Dabei sei eine kritische Reflexion sehr wichtig, um das Verkümmern zum religiösen Verein sowie totalitäre Ansprüche zu verhindern. Als aktuelle Herausforderungen benannte sie dabei den interreligiösen Dialog, "der geführt werden muss", sowie die Krise der Demokratie und die Frage, "wie wir diese immer noch beste aller Herrschaftsformen stützen und fortentwickeln können".

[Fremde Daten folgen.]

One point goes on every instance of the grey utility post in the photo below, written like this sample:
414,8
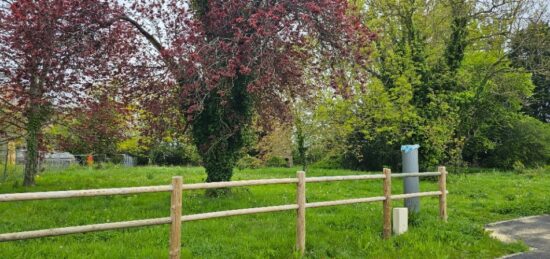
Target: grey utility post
409,155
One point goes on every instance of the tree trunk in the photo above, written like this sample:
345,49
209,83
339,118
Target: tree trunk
32,158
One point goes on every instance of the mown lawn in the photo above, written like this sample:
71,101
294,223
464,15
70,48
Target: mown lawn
352,231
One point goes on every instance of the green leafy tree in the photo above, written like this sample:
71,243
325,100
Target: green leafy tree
531,50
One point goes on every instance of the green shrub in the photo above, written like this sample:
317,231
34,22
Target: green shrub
276,161
249,162
524,143
174,153
330,161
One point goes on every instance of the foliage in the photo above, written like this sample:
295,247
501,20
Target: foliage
522,142
134,147
276,161
226,59
531,50
50,51
249,162
174,153
97,128
476,199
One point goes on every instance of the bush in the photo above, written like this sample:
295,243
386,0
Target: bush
249,162
276,161
331,161
174,153
524,143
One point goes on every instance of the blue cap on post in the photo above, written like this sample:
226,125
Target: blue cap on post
409,148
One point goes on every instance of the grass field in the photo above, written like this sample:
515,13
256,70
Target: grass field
352,231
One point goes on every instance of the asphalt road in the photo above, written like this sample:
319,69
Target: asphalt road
534,231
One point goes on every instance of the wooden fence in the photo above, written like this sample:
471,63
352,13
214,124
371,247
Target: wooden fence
176,217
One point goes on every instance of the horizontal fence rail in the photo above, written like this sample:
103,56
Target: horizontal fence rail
177,186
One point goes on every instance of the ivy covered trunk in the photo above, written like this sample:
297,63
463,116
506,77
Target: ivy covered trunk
34,125
219,129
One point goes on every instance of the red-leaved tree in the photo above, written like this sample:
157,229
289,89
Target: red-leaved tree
222,60
50,52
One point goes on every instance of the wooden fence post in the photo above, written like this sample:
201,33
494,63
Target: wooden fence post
301,212
175,215
443,190
387,203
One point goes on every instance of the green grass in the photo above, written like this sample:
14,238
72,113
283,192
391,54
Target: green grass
352,231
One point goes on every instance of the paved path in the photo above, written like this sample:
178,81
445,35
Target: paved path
534,231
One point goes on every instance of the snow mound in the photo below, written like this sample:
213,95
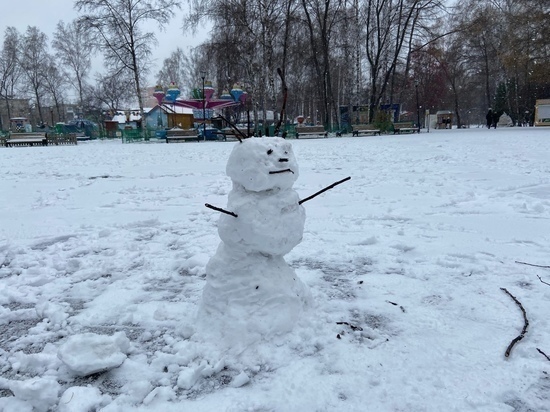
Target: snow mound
90,353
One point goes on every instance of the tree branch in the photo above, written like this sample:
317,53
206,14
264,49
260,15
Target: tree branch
525,324
324,190
219,209
530,264
543,354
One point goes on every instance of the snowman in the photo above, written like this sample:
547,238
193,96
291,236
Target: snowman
251,293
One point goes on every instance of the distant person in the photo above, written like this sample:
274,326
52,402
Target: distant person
489,118
496,118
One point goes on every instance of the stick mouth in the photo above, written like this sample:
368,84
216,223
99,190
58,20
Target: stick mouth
281,171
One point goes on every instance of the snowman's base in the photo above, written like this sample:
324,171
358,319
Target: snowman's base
249,297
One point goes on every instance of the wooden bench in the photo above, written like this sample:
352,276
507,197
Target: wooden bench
310,131
405,127
366,129
61,138
232,134
26,139
180,135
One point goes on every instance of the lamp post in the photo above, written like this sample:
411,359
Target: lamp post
203,75
417,107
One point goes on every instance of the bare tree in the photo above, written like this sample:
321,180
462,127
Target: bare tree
390,26
117,29
32,59
10,72
55,86
173,69
321,17
72,45
112,91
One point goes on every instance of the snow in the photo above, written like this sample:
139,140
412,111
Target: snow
405,264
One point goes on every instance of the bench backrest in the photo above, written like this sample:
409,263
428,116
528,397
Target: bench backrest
403,125
27,135
310,129
192,132
357,127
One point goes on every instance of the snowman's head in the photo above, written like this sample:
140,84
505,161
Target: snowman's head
263,163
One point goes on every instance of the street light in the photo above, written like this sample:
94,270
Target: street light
417,107
203,75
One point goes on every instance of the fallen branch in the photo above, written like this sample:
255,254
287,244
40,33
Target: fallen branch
353,327
324,190
219,209
544,354
530,264
525,324
397,304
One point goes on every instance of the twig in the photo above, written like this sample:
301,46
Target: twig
324,190
530,264
544,354
397,304
219,209
280,171
525,324
353,327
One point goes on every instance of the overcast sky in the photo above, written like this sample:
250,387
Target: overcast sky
45,14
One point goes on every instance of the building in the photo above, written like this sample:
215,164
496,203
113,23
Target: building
542,112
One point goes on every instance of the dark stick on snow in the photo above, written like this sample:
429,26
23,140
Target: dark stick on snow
353,327
281,171
530,264
324,190
219,209
544,354
525,324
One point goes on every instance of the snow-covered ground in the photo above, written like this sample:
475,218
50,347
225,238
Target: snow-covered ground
103,248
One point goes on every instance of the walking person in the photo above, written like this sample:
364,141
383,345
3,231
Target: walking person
496,118
489,118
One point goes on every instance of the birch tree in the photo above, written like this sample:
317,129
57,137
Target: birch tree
117,29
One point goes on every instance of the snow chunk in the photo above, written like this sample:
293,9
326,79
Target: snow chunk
82,399
89,353
240,380
41,393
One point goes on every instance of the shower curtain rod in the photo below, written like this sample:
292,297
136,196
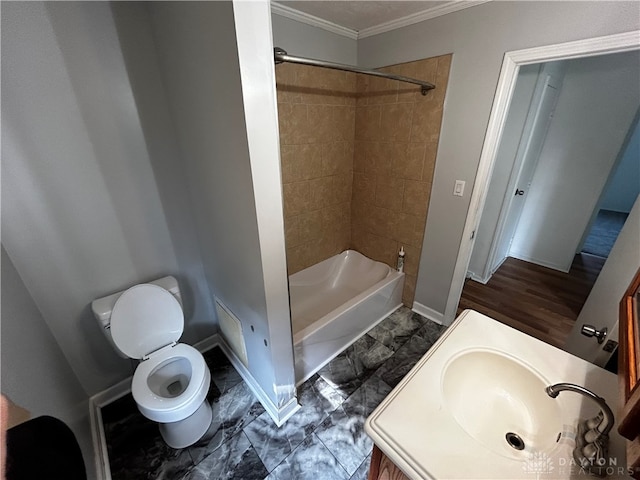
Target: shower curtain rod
282,56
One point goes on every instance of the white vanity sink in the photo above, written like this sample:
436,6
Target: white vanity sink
492,395
475,406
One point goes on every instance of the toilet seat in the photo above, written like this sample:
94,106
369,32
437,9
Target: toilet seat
167,409
144,319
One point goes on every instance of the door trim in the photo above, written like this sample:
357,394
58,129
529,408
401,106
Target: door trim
623,42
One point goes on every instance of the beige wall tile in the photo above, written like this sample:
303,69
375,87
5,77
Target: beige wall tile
416,197
337,157
310,225
358,155
389,192
292,231
409,290
296,198
410,164
395,122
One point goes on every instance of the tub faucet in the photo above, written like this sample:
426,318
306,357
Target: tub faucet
592,439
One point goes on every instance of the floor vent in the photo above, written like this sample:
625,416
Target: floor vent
231,330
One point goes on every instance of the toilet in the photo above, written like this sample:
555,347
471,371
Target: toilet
171,381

Isoliert kann Religion totalitär werden
Junkermann reagierte mit ihren Ausführungen auf den Vortrag "Friedensstifter oder Spaltpilze - Zur Rolle der Religionen an den Hochschulen" des Bonner Staatskirchenrechtlers Ansgar Hense. Es sei für den religiös-weltanschaulich neutralen Staat nicht sinnvoll, das Religiöse aus der Öffentlichkeit herauszuhalten, betonte die Landesbischöfin. Passiere dies doch, müsse genauer hingeschaut werden. Ohne Öffentlichkeit werde Religion zuweilen gefährlich, da dort ein totalitärer Anspruch entstehen könne. "Wenn Religion sich abschließt, verkümmert sie zu fundamentalistischem Einzelgängertum, kann sie Konflikte mit ihrer Umwelt nach innen wie nach außen nur mit Gewalt lösen", sagte die Theologin.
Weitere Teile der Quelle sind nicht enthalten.